# Nicotine question...help please



## Birkie (30/5/20)

I have managed to access 10ml of 100% nicotine.
As a total newbie, about 2 weeks' ago, I mixed up a variety of One Shots with PG and VG according to scale and the recipes, with the idea that I could add nicotine if I could find. In the recipes I made provision for using 36mg nic with a PG base, and and a final target of 3mg nic for each juice.
How much PG must I mix with the 10ml to reach 36mg base?
Please excuse my ignorance in this regard, but I don't want to take risks with such a potentially hazardous process.
Hope I'm making sense!


----------



## M.Adhir (30/5/20)

Assuming you mean 100mg 10ml nic. That's the equivalent of around 25 to 26ml of 36mg nic. 

You could dilute the Nic down by adding approximately 20ml of pg (100 /3 =33.3 and you are targeting 36mg nic to get a 3mg output eventually). 
Or just add less nic to your mixes (Add about a third of 100mg instead of what you would have added if using 36mg).

Reactions: Agree 1 | Useful 1


----------



## GerrieP (30/5/20)

Will also try and assist.
Attached pics.
One shows the amount of 36mg nic to add to a 100ml mix.
Next shows tbe 100mg nic to a 100ml mix.
Also pic of diluting to a 36mg with your 10ml. So yes Mr. M. Adhir is correct with his 20ml pg base to your nic. My calculator worked it out to 17.92ml
Note the pics works in grams and NOT ml.

Reactions: Useful 1


----------



## volcom27101982 (30/5/20)

M.Adhir said:


> Assuming you mean 100mg 10ml nic. That's the equivalent of around 25 to 26ml of 36mg nic.
> 
> You could dilute the Nic down by adding approximately 20ml of pg (100 /3 =33.3 and you are targeting 36mg nic to get a 3mg output eventually).
> Or just add less nic to your mixes (Add about a third of 100mg instead of what you would have added if using 36mg).
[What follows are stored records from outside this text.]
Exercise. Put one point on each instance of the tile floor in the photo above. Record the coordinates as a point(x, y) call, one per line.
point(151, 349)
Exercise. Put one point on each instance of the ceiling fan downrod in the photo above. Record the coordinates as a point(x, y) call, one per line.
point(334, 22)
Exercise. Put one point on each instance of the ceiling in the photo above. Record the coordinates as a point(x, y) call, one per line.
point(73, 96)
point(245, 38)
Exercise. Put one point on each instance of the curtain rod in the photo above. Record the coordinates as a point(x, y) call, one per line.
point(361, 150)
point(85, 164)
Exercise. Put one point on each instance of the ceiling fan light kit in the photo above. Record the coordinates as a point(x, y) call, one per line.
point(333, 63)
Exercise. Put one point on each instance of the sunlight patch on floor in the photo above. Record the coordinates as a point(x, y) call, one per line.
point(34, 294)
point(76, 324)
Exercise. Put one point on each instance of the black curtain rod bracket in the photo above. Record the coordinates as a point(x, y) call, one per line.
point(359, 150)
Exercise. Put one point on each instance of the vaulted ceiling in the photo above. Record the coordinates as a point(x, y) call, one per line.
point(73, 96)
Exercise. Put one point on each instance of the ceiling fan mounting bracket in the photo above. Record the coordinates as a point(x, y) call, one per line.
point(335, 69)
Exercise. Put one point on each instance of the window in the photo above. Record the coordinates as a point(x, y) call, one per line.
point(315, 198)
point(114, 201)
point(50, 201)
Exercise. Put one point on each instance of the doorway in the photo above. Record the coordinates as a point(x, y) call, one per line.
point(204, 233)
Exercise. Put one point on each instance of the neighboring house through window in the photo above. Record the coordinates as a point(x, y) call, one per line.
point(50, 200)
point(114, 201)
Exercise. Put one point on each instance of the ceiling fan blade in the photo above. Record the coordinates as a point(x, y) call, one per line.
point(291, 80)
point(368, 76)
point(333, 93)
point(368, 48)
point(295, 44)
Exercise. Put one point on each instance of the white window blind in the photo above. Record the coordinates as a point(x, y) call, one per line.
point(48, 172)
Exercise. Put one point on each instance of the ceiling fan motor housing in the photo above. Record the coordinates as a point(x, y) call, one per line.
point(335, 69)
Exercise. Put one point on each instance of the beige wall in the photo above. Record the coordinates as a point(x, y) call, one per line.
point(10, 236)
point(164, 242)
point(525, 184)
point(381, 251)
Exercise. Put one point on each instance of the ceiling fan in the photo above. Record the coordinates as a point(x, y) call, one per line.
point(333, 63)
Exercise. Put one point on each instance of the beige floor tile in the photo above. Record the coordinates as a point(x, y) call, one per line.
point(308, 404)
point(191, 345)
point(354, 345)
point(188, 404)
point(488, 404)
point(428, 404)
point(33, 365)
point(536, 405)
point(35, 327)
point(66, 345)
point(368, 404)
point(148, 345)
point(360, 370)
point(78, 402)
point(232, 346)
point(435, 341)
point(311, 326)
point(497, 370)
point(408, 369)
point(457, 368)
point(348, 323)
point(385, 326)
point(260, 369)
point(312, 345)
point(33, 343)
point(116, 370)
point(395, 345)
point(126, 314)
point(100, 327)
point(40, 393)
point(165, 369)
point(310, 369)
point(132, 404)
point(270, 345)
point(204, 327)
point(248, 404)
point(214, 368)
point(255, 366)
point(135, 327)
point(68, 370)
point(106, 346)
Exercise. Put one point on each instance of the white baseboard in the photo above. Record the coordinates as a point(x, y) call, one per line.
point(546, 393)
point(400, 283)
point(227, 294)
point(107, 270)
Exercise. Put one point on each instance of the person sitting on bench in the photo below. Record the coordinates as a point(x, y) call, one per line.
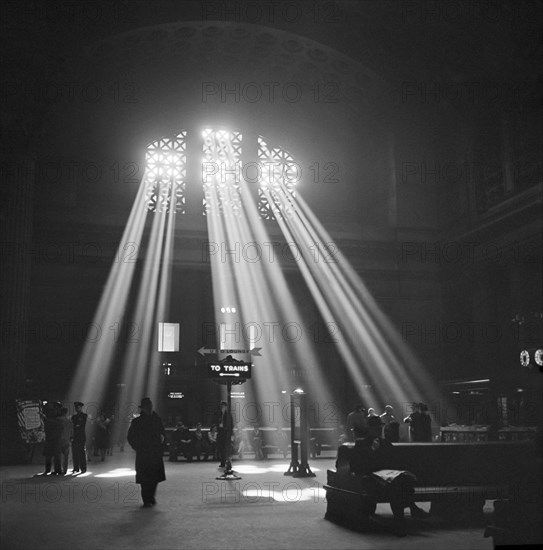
point(373, 458)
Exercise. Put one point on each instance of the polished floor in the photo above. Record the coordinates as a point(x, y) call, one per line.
point(263, 510)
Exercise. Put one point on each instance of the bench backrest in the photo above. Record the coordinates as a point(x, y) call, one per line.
point(459, 463)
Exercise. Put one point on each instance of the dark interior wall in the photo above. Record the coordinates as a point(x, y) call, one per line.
point(128, 90)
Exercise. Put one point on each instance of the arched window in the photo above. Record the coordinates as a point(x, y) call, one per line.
point(222, 170)
point(165, 174)
point(279, 176)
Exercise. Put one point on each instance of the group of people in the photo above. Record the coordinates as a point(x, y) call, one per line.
point(62, 432)
point(419, 421)
point(373, 457)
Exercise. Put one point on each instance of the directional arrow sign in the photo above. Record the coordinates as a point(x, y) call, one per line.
point(208, 351)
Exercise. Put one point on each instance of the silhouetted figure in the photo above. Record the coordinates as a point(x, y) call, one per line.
point(79, 437)
point(391, 426)
point(420, 424)
point(65, 438)
point(200, 444)
point(53, 434)
point(357, 424)
point(256, 440)
point(146, 436)
point(225, 427)
point(374, 459)
point(181, 443)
Yoh all this math and chemistry makes my head hurt but Im gonna have to get my head around it if I want to mix in the future. 

Thanks for the example.

Reactions: Funny 1


----------



## volcom27101982 (30/5/20)

GerrieP said:


> Will also try and assist.
> Attached pics.
> One shows the amount of 36mg nic to add to a 100ml mix.
> Next shows tbe 100mg nic to a 100ml mix.
> ...


What is this app on your phone called please?

Reactions: Like 2


----------



## GerrieP (30/5/20)

volcom27101982 said:


> What is this app on your phone called please?


I use LiqCalc from play store.

Reactions: Like 2 | Winner 2


----------



## LeislB (30/5/20)

C1 x V1 = C2 X V2
10 x 100 = 36 x V2
1000/36 = V2
27.7777 = V2

So if you take your 10ml of 100mg/ml of nicotine and add 17.7777ml of PG (to get a final volume of 27.78ml) you will end up with 36mg/ml nic
*edited, @alex1501 thanks for pointing out my dumbass error!

Reactions: Like 2 | Winner 2


----------



## volcom27101982 (30/5/20)

LeislB said:


> C1 x V1 = C2 X V2
> 10 x 100 = 36 x V2
> 1000/36 = V2
> 27.7777 = V2
> ...


My brain just exploded. Check out Xena the DIY vaping warrior.

Reactions: Funny 4


----------



## alex1501 (30/5/20)

LeislB said:


> C1 x V1 = C2 X V2
> 10 x 100 = 36 x V2
> 1000/36 = V2
> 27.7777 = V2
> ...



If you add 27.7777ml PG you'll end up with 26.47mg/ml nic. 
You need 17.7777ml of PG to reach the total volume of 27.7777ml.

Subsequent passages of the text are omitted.